Where does the spark of a story originate? Walking down the street trimmed with frosted pine swags, hearing the distant hum of a children’s choir and a mother berating her teenage son for wanting to spend Christmas day at the house of his girlfriend, her voice drips with disdain. A scene both festive and a bit heart-wrenching. I often find myself drawn to this kind of imagery, beauty in a place contrasted with hurtful humans. No matter how idyllic the setting is, if people are there, some will demand other’s obedience or display a kind of selfishness that soon ruins the idyll.

What makes a story unforgettable? It has to reveal a struggle hidden deep in you. Your personal connection with a particular kind of conflict that allows you to pour in the energy, and emotion needed to draw the interest of other people. That doesn’t mean the story has to be about you. But, it does have to be about what you hold dear. This idea is the germ of the story.

However, producing the story requires so much more, including the discipline needed to take that idea and express it in characters as they develop. It requires the ability to play with events in the plot as challenges arise, until the pacing flows. It requires ingenuity in resolving the conflict. This kind of creative work, known as elaboration, is the most difficult and time consuming part of writing.

If you follow instructions and tick boxes when constructing a story, you will write a story that resembles ones that have been written before without the investment of your heart or stretching your ability to the breaking point by creating a vision that you have not yet seen. You can learn from instruction on writing, but at some point, you have to diverge from that to make a story compelling because it is your own.
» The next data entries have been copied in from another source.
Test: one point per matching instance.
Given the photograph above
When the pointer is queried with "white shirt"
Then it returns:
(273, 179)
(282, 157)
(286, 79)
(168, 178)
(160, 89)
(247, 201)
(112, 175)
Try this exercise. Keep a notebook with you the entire day. Whenever something intrigues you, an image, an event, or conversation, record them. If toting the notebook is a bit too much you can record these on a phone as I do. (Just make sure you are not connected to the internet so that you can shut down the drain of social media). If there is too much distraction in your world to write your thoughts, go to a dark room, with only enough light to write. It helps to observe not only what is going on in your vision, but also what is going on in your mind. At the end of the day review your writing and see which parts seem to draw you in while reading. Those are the themes and techniques that you can use to make your fiction come alive.